With the election behind us, many assume the uncertainty surrounding the Patient Protection and Affordable Care Act at the federal level has vanished.

But whether the law succeeds in making health care more affordable and whether people's lives will actually be improve now depends on how it is implemented. For instance, the Affordable Care Act is supposed to guarantee that insurers cover so-called essential health benefits, or EHB. However, those essential benefits have yet to be fully determined by the Department of Health and Human Services (HHS). What it decides will have a huge impact on how well the law works.

At The AIDS Institute, we and so many other health advocates for other diseases and illnesses fight for people whose lives depend on having access to prescription medicine. And when it comes to ensuring that patients have adequate drug coverage, the current proposal from the Obama Administration raises some concerns.

As it stands now, proposed EHB requirements mandate that insurers cover a "target number" of drugs in each class of pharmaceuticals. However, insurers can choose not to cover certain drugs that may have unique and important therapeutic advantages. It is imperative that EHB requirements include a system to review the quality of each insurance plan's drug coverage-not just dictate the quantity of drugs covered.

The EHB proposal will result in the large discrepancies in drug coverage requirements at the state level. In some states more than 1,000 drugs will have to be covered, while others will require fewer than half that number.
Although the quality of coverage can't be judged solely by the number of drugs covered, it is troubling to see  such significant variation across states. To make sure all patients' needs are met, we suggest that plans be
required to cover substantially all drugs in each class. Every patient is unique and has differing drug needs.

The proposed rule also fails to require new drugs be covered that come on the market after this year. We recommend that insurance plans be required to update their formularies using the same method as the Medicare prescription drug benefit, known as Medicare Part D. It requires that independent committees make decisions on coverage of new products within 180 days of approval by the Food and Drug Administration. At the same time, though, insurance plans should be required to continue covering older therapies, so that patients won't fear being forced to switch medicines.

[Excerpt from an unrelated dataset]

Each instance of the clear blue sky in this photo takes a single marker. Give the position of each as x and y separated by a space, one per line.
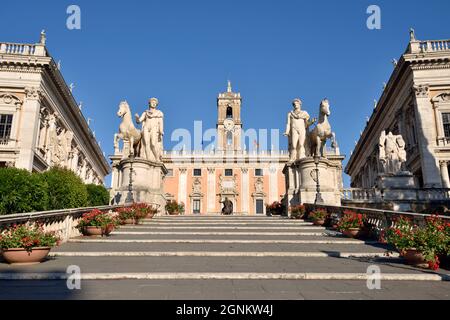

Another problem with the proposed EHB requirements is that they use the US Pharmacopeia (USP) system of drug classification to determine which medicines are covered. But the USP only updates its drug classification system every three years, and it does not recognize combinations of drugs, which have become the standard of care in some areas. Either changes need to be made to the USP, or EHB requirements should be changed so that patient coverage reflects the latest medical innovations and a broader array of drug treatments.

And while the proposed EHB rules state that a plan "must have procedures in place that allow an enrollee to request clinically appropriate drugs not covered by the health plan," what such an appeals process would look like is unknown. Again, we recommend the procedure used by Medicare Part D, which calls for an expedited, time-limited appeals process, and grants patients access to needed medicines while decisions are pending.

The proposed rule also raises concerns that patient cost-sharing won't be sufficiently limited, which could potentially make lifesaving medication unaffordable. Specifically, the HHS is proposing that a patient's out-of-pocket spending on out-of-network treatments not be counted as part of his or her cost-sharing. Instead, though, the HHS should specify that copayments and coinsurance on out-of-network services will count towards the out-of-pocket maximum.

In addition, the proposed EHB rules fail to lay out any standards to ensure that patients will have access to specialty care, without which many will suffer. Nor has the HHS set down any mechanism to assess, monitor and enforce the law's non-discrimination measures against insurers who unjustly deny care and drug coverage. And finally, EHB requirements don't limit insurers' use of "utilization management techniques"--such as step-therapy, prior authorizations, and quantity limits--which can be used to deny access to treatment.

We sincerely hope the HHS addresses these vital issues. For our part, The AIDS Institute and other patient groups are deeply committed to doing whatever we can to make sure health care reform is implemented properly. But its EHB rules must include clear-cut patient protections, and comprehensive drug coverage that makes sure the most vulnerable get what they need to remain healthy.

Carl Schmid is Deputy Executive Director of The AIDS Institute, a national
nonprofit organization that promotes research, public policy, advocacy and
education on HIV/AIDS and related healthcare issues.